The delineation of the Indian border there is generally agreed upon. But China and Bhutan disagree on who owns Doklam (or Donglang).
Further complicating the matter was that a new Chinese road would have provided access to a high point within firing range of India’s Siliguri Corridor. Known by Indians as ‘the chicken’s neck’, this strip of land connects the main mass of India with its seven northeastern states and is seen as highly strategic.
India sent troops and bulldozers into the disputed area to stop construction of the road on the basis that it is Bhutan’s closest ally and historic protector. Yet Bhutan – which maintained a steady silence throughout – never confirmed that it had asked for Delhi’s help.
So how has the dispute come to an end? In typical fashion, the Indian media has produced reams of reports on events on the frontline and feted the central characters. The Chinese media is giving little away. But the consensus is that Indian Prime Minister Narendra Modi and Chinese President Xi Jinping agreed to hold negotiations at ministerial level in early July, when they met at the G20 meeting in Hamburg. National Security Advisor Ajit Doval represented Delhi and Beijing chose former foreign minister and state councillor Yang Jiechi. The two held talks in Beijing in late July.

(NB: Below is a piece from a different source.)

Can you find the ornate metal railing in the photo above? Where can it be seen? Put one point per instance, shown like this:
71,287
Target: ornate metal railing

The sticking point for China was that Indian troops had crossed into territory for which they had no claim. It demanded unilateral withdrawal. For India the central issue was the road and China’s attempt to change the status quo in the area. In the end, it appears India got what it wanted: a cessation to the roadbuilding.
“China will continue fulfilling its sovereign rights to safeguard territorial sovereignty in compliance with the stipulations of the border-related historical treaty,” its foreign ministry said on Monday when it announced the disengagement.
However, details of what was happening to the road were unclear. The following day, officials said that “weather” was a factor and that it would make further construction plans “in light of the actual situation”. Speaking to the Washington Post, Mao Siwei, a former Chinese consul general in the Indian city of Kolkata, said the statements were deliberately “vague”, and added “Judging from experience and common sense, I guess both sides have come to the following agreement: firstly, on principle, China would stop its roadbuilding and India would withdraw its troops; secondly, regarding the timing, India would withdraw first and China would withdraw later.”
The South China Morning Post predicts the two-month row will “cast a long shadow” over Sino-Indian relations, although Modi will attend the BRICS summit in Xiamen, which starts on Sunday. It also quoted retired PLA general Wang Yue as saying that China seemed to have made “substantial concessions in order to end the dispute”, while the Global Times hinted that hawks weren’t happy with the outcome too. “A few Chinese perhaps are not satisfied that the crisis was settled this way. They wish the People’s Liberation Army could have given India’s troops a good slap,” it said.